Dans une autre séquence, exemplaire de ce que Mitten extrait de cette matière en formation, tous les participants du projet sont réunis autour de la table. Derrière eux, un grand tableau noir où sont tracés des cercles, des rosaces, des notations de distance. Jean-Guihen Queyras tient son violoncelle contre lui – comme un deuxième corps ou une deuxième voix, à portée de la main. Passant de l’explication à la démonstration, de la mathématique des notes à la virtuosité des doigts – ou même, faisant les deux en même temps – il commence à jouer les basses d’une séquence pour exposer sa structure. Sa posture, qui pourrait être celle, surplombante, du maître donnant accès aux arcanes de la musique de Bach – est sans cesse contredite par le plaisir irrépressible qu’il a à jouer, encore et encore, ces mesures.

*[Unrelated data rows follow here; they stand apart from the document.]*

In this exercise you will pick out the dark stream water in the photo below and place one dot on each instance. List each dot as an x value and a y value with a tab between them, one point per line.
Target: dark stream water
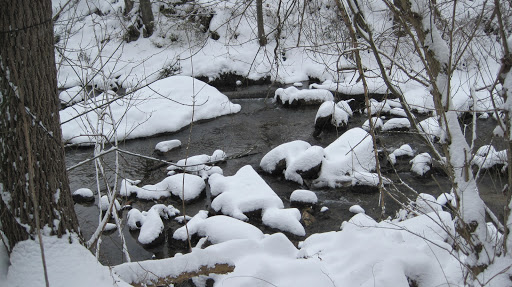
260	126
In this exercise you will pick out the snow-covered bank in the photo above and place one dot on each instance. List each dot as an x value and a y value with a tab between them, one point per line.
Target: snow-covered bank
164	106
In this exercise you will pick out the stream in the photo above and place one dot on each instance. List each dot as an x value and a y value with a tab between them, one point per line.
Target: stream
260	126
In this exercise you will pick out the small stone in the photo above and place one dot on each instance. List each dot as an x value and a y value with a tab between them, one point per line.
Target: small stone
356	209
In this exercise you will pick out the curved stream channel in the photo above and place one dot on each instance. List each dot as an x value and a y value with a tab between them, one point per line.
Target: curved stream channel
260	126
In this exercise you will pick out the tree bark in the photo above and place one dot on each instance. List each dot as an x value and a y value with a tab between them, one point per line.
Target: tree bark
34	187
261	29
148	19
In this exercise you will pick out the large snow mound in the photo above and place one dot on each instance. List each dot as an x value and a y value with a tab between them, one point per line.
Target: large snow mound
185	186
166	105
209	227
246	191
347	157
66	263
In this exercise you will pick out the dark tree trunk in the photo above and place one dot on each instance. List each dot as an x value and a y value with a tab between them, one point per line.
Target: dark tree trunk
261	30
34	186
128	6
148	20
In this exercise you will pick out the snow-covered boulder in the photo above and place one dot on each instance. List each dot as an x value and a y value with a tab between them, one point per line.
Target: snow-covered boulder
421	164
246	192
431	129
403	151
356	209
302	196
348	156
276	160
166	146
105	203
185	186
487	157
377	124
331	115
218	229
293	96
396	124
73	95
83	195
150	223
166	105
201	165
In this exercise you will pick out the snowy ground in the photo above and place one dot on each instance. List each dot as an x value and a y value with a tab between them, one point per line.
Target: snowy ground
415	248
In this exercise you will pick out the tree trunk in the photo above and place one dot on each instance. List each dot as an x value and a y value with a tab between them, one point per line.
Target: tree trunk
261	30
148	20
33	180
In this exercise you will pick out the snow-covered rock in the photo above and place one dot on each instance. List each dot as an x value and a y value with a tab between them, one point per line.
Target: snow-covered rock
246	191
276	160
430	127
83	195
377	124
348	156
200	164
396	124
404	150
303	196
330	115
150	222
166	105
105	202
185	186
356	209
210	227
166	146
73	95
294	96
421	164
486	157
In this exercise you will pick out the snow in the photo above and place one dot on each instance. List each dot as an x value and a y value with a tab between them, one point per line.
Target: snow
329	108
431	128
246	191
353	87
4	262
152	227
209	227
73	95
421	163
404	150
68	264
286	151
304	196
304	161
200	164
166	146
377	124
396	123
150	222
356	209
291	94
349	155
151	270
487	157
185	186
105	202
84	192
166	105
287	220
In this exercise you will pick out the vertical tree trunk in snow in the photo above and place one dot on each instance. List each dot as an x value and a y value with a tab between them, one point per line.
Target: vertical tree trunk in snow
471	223
148	19
261	30
34	186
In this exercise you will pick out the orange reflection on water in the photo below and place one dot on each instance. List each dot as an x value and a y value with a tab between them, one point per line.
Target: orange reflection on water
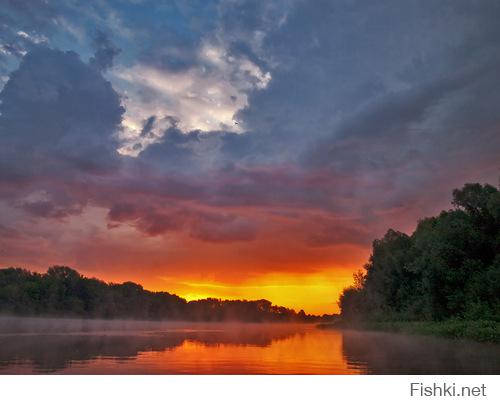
303	351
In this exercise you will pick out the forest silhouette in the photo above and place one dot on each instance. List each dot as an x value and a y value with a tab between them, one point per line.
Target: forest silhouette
62	291
448	269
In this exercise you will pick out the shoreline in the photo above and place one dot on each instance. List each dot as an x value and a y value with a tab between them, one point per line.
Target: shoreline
479	331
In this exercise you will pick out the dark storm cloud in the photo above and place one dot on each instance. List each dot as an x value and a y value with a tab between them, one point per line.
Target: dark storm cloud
105	52
57	113
369	106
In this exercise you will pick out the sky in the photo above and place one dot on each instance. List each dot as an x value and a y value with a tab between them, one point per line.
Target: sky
233	148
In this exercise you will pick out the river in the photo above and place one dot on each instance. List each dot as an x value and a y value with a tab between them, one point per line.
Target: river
60	346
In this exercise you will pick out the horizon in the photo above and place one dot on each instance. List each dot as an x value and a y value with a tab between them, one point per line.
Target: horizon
237	150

Il a beau les avoir interprétées des milliers de fois, il semble se laisser surprendre, à chaque nouvelle fois, par ce que les notes lui révèlent et lui font ressentir. Interprétant un autre passage tout en expliquant la dialectique de questions/réponses qui le structure – l’attaque démarrant alternativement en haut (from above) et en bas (from the bottom) – il est lui-même débordé par la musique : rejoignant l’intensité croissante de ses doigts sur l’instrument, sa voix s’emballe, from above / from the bottom, jusqu’à accompagner le crescendo des cordes : bottom ! Ce que le film s’emploie à révéler, c’est ce nouage entre apprentissage, savoir et jouissance : entre un savoir qui n’est jamais tout à fait complet – qui se formule comme question – et une jouissance qui se révèle dans la découverte de ce savoir constamment renouvelé par l’interprétation, le jeu, l’échange et la transmission. Dans un savant équilibre entre lenteur, durée et soudaines envolées, Mitten nous montre l’extrême concentration du travail constamment traversée par des moments de pure intensité, où quelque chose est enfin touché, dans les corps, à force d’aller-retours. Le plaisir, studieux, d’apprendre à lire, est alors transformé en expérience singulière : comme des instants d’épiphanie où se matérialise le passage entre l’acte d’apprendre et l’apprentissage en acte.

[1] Work/Travail/Arbeid (2015) est une exposition performée qui ré-imagine les conditions temporelles, spatiales et perceptives d’un environnement muséal.